Hemolytic activities on healthy human erythrocytes of 7 potential YycG inhibitors. The MICs of 7 inhibitors are compound 1 (50 μM), compound 2 (25 μM), compound 3 (12.5 μM), compound 4 (12.5 μM), compound 5 (6.25 μM), compound 6 (100 μM), and compound 7 (0.2 μM), respectively. The MICs of Tet and Cip are both 0.25 μg/ml. Each assay was performed in quadruplicate and repeated twice. The values represented the mean and SD from one separate experiment. Cells with no compounds treatment and with 1% Triton-100 treatment were for the zero and 100% hemolysis controls, respectively. Black and white columns represented the concentrations of 4×MICs and MICs of 7 inhibitors and two conventional antibiotics, respectively. Tet: tetracycline, Cip: ciprofloxacin.

Figure 8

Interaction models of the six potential YycG inhibitors to the HATPase_c domain of YycG protein. Six potential YycG inhibitors (compounds 1–5 and 7) were docked into the ATP-binding pocket of YycG protein. Surface of the pocket was made by the MOLCAD program in Sybyl. They interact with residues in the binding site by a rather similar mode. Inhibitors were figured using stick mode with different colors: compound 1 (white), compound 2 (purple), compound 3 (red), compound 4 (yellow), compound 5 (green), and compound 7 (blue).

Figure 9

Four-point pharmacophores model for the six potential inhibitors binding to the YycG protein.
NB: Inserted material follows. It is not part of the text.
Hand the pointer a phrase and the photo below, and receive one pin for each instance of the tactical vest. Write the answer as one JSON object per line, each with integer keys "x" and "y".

Four-point pharmacophores models of inhibitors compose of two hydrogen bond acceptors, which interact with Asn503 and Lys542, and two hydrophobic centers (orange spheres) on the both side of gorge of the binding site, which interact with hydrophobic residues, it was constructed by DISCO in Sybyl based on the six inhibitors and could provide useful information for novel inhibitor design and structural modification. A (compound 1); B (compound 2); C (compound 3); D (compound 4); E (compound 5); F (compound 7).